Emphasizing that it's very important to change your FTP username and password to something totally unfriendly to hackers. For password encryption, I recommend using one of the free password generation tools online.

If your web host supports SFTP or even FTP with TSL/SSL, be sure to switch to that if you haven't already. Plain vanilla FTP is NOT secure. [more on that]

Your next step should be to try to clean up your files, or if you have a clean version of your site and templates archived, you can reupload the whole shebang.

Once you're reasonably sure your files are clean again, you can submit your site for review using Google Webmaster tools, as ukdanae recommends (you might need to take the extra step of verifying your site if you haven't done that); if Malware still exists you should get an alert on your Webmaster tools dashboard, and if it doesn't, the red warning screen will be removed. When this happened to me, it took about 24 hours to get my site up and running again, but maybe I was lucky!

Good luck!
CG
posted by missmobtown at 11:19 AM on February 3, 2010


Wow - thank you all so much, I greatly appreciate the time and trouble you've gone to both in answering so quickly and helpfully, but also in going through the code to see where the badness might be, I'm truly grateful, thank you...

I'm going through things now, hopefully I'll be able to sort it.

And thank you all again, truly!
posted by timpollard at 11:20 AM on February 3, 2010


zylocomotion: ... check your .htaccess file.

I checked with wget, & this is, in fact, the problem. No Javascript or other files were necessary to see this. I searched for the first redirect of several (to a temp directory at absalom press dot com), & found a pastebin of the likely htaccess source.
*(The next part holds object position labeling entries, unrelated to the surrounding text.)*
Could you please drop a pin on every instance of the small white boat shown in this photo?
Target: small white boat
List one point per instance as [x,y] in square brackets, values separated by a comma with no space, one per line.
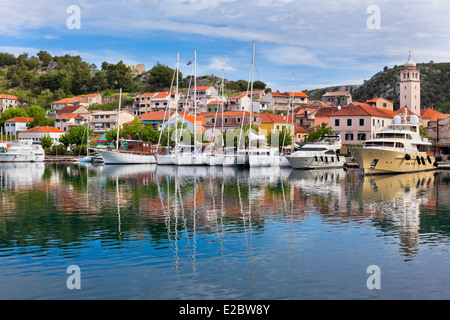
[166,159]
[123,157]
[319,155]
[133,152]
[23,151]
[263,157]
[397,149]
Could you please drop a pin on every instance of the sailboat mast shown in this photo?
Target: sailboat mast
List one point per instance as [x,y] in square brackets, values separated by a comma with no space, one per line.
[195,101]
[292,116]
[223,75]
[251,87]
[176,103]
[118,119]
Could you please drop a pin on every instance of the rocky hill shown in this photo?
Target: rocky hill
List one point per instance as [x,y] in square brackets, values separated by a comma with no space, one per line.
[435,86]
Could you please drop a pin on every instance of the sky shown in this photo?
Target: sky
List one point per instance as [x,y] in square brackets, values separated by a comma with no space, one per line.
[299,44]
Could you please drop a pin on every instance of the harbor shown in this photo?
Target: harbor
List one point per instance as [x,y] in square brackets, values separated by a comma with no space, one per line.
[224,158]
[171,232]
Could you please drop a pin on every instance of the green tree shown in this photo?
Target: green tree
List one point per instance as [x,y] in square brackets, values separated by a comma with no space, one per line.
[319,131]
[76,136]
[44,57]
[284,138]
[118,75]
[12,113]
[46,142]
[161,77]
[34,111]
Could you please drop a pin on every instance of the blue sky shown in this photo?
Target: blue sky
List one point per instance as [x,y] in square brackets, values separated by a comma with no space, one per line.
[323,42]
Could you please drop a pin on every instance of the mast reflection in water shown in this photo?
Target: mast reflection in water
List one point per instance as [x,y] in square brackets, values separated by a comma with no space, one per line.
[147,232]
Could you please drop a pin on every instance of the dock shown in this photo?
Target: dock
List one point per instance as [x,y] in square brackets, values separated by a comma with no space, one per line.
[61,159]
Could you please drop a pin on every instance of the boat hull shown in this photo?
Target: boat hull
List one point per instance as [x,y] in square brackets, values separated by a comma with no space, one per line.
[10,157]
[190,159]
[381,161]
[214,159]
[230,160]
[268,160]
[165,159]
[316,162]
[114,157]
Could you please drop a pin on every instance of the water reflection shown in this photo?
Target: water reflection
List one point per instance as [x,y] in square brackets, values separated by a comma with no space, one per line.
[187,219]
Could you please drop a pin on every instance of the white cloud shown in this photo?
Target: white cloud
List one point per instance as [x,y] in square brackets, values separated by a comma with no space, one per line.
[219,63]
[292,56]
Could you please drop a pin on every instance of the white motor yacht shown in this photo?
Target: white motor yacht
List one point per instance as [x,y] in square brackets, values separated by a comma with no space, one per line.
[397,149]
[319,154]
[23,151]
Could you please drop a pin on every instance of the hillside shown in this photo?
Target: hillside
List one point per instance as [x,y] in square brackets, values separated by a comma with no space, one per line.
[41,79]
[435,87]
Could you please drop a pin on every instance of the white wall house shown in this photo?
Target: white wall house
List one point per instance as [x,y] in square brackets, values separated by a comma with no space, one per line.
[15,125]
[35,134]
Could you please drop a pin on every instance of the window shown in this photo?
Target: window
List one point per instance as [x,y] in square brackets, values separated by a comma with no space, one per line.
[361,136]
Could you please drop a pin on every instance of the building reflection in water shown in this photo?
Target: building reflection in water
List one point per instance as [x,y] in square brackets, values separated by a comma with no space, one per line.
[173,204]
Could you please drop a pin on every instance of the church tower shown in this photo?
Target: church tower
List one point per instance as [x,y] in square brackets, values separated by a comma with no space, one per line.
[410,87]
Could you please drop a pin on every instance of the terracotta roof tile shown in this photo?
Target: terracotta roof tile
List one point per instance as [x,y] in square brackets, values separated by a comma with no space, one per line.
[20,119]
[43,130]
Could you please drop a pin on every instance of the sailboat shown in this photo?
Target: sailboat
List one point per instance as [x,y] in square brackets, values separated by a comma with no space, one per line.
[258,156]
[213,158]
[189,155]
[170,157]
[284,162]
[134,151]
[88,158]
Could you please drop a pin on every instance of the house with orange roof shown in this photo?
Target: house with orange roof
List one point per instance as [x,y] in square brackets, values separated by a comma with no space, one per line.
[282,101]
[72,109]
[230,120]
[271,123]
[155,118]
[93,98]
[239,103]
[215,105]
[381,103]
[67,121]
[300,135]
[337,98]
[102,121]
[155,101]
[358,122]
[15,125]
[8,101]
[204,92]
[188,121]
[322,115]
[429,114]
[35,134]
[439,130]
[58,105]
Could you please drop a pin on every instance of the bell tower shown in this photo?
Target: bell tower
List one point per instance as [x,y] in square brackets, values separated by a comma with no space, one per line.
[410,87]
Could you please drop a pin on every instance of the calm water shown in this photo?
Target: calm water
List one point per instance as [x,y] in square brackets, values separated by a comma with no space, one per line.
[147,232]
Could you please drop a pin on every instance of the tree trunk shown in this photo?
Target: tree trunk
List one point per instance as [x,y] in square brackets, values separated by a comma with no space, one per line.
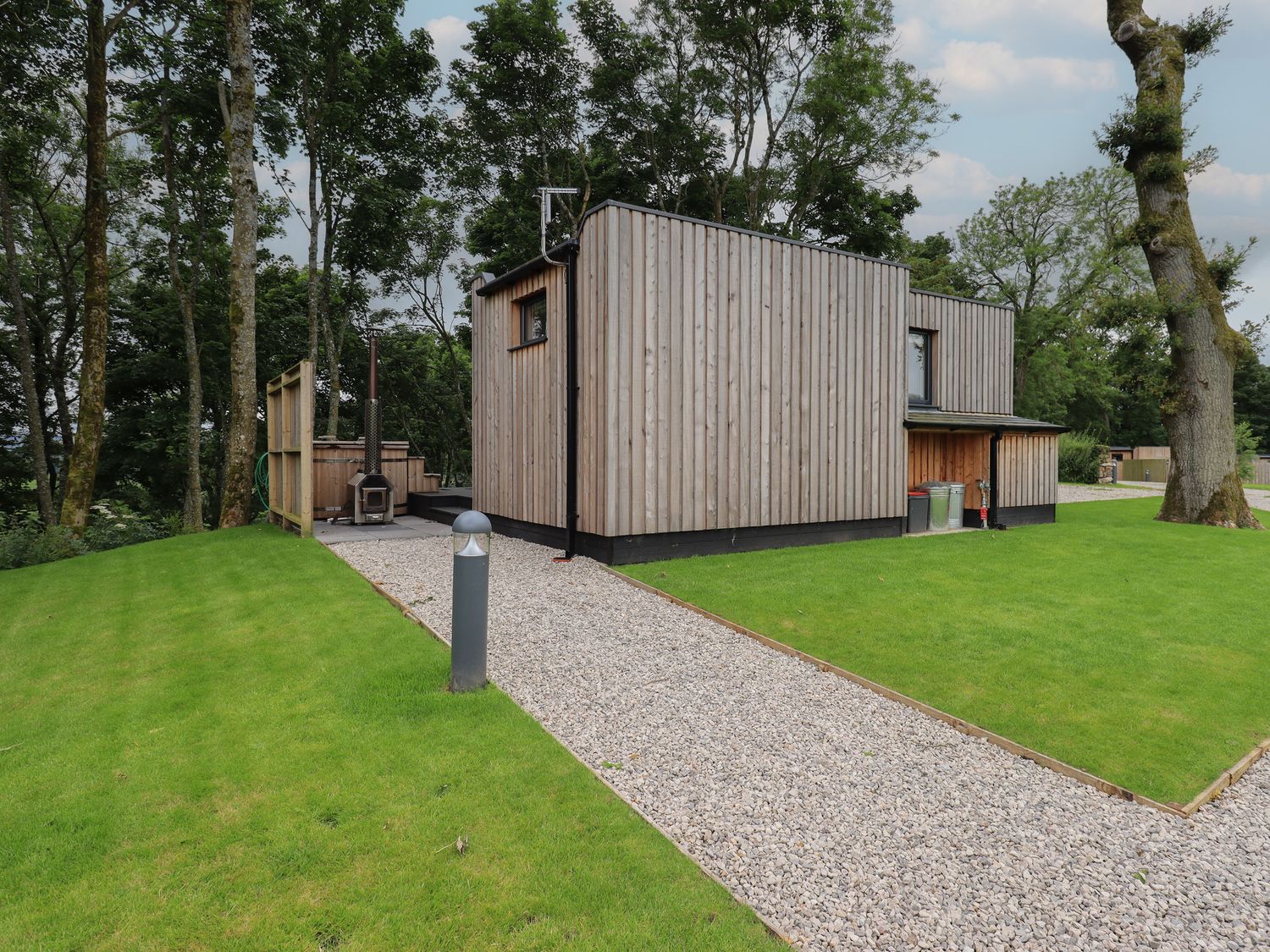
[240,436]
[25,357]
[192,510]
[81,472]
[312,241]
[334,343]
[1199,405]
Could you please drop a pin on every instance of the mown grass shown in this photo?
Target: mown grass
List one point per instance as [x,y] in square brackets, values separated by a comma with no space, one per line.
[1133,649]
[231,740]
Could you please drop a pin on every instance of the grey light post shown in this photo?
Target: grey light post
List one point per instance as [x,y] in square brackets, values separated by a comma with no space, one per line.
[470,609]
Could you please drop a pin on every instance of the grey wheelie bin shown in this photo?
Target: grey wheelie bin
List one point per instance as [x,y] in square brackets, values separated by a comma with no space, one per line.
[939,492]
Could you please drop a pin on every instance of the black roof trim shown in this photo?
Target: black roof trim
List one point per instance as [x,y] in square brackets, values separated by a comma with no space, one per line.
[941,421]
[627,206]
[536,264]
[522,271]
[958,297]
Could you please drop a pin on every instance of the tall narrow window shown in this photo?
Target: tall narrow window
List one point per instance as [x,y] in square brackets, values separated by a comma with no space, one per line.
[533,319]
[919,367]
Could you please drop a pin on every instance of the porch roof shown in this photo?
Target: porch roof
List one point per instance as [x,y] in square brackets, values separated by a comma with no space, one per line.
[919,418]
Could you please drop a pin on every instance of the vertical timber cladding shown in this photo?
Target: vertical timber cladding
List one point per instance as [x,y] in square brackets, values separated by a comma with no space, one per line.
[1028,469]
[733,380]
[518,410]
[950,457]
[975,352]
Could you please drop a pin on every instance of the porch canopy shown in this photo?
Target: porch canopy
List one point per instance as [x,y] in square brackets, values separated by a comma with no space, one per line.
[982,423]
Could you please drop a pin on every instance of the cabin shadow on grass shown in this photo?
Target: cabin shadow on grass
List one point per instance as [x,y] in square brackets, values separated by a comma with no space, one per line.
[230,739]
[1132,649]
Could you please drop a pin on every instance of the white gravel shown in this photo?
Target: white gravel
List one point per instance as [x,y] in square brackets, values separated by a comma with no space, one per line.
[846,819]
[1257,498]
[1104,492]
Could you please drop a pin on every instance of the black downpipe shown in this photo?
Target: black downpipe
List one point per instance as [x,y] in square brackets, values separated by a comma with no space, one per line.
[571,452]
[995,479]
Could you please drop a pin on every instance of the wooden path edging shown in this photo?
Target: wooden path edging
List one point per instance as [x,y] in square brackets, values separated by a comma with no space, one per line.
[1105,786]
[767,923]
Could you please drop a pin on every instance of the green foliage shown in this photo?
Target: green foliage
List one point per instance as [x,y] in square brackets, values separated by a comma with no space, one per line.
[935,267]
[25,540]
[1069,647]
[667,111]
[1080,457]
[1052,253]
[1201,30]
[1246,444]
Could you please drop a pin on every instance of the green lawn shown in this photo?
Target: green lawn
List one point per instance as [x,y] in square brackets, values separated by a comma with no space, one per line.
[231,740]
[1133,649]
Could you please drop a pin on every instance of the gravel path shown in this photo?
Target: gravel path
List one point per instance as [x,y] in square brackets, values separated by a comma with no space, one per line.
[846,819]
[1104,492]
[1257,498]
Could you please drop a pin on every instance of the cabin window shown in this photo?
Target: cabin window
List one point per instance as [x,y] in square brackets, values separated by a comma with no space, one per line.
[919,367]
[533,319]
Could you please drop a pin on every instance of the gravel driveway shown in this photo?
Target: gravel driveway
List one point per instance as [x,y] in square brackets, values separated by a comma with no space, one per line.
[1257,498]
[848,819]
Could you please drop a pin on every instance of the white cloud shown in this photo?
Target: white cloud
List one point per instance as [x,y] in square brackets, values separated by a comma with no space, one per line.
[914,38]
[1219,182]
[449,36]
[973,68]
[950,175]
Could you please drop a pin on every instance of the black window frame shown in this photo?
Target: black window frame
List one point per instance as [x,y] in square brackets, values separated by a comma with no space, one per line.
[525,319]
[929,366]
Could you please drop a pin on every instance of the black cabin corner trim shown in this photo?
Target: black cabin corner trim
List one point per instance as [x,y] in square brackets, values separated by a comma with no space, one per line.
[627,550]
[1026,515]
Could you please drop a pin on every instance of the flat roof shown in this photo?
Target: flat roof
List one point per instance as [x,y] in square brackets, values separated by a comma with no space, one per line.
[942,421]
[536,264]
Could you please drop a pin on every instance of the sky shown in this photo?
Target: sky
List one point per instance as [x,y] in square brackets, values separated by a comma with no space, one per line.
[1033,80]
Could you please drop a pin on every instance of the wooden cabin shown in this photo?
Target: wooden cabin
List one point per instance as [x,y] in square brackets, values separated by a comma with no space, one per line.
[734,390]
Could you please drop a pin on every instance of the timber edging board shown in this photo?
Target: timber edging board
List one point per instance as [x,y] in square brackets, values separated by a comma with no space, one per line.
[1104,786]
[408,614]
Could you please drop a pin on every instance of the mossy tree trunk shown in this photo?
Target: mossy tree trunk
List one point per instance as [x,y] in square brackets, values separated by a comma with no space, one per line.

I reported the abuse to pastebin, & emailed the address on the front page of Absalom Press.

If you have backups, restore .htaccess, otherwise, delete it & reinstall / upgrade Wordpress to recreate it.
posted by Pronoiac at 11:14 PM on February 3, 2010 [1 favorite]


If you're playing along at home,
  wget -S www.timpollard.com --referer=google.com
will show what I'm writing about.
posted by Pronoiac at 11:33 PM on February 3, 2010


I also emailed the next step along in the series of redirections, & they've since removed the part on their server.
posted by Pronoiac at 7:28 AM on February 4, 2010


Just astounding, thank you so much - I was flooundering for a while because I couldn't see .htaccess but forcing 'See hidden' under the rather esoteric tab system Filezilla has now lets me see exactly what you were talking about - thank you so much again.

I've got to say, AskMeFi is just awesome, and you have my deepest gratitude, thank you.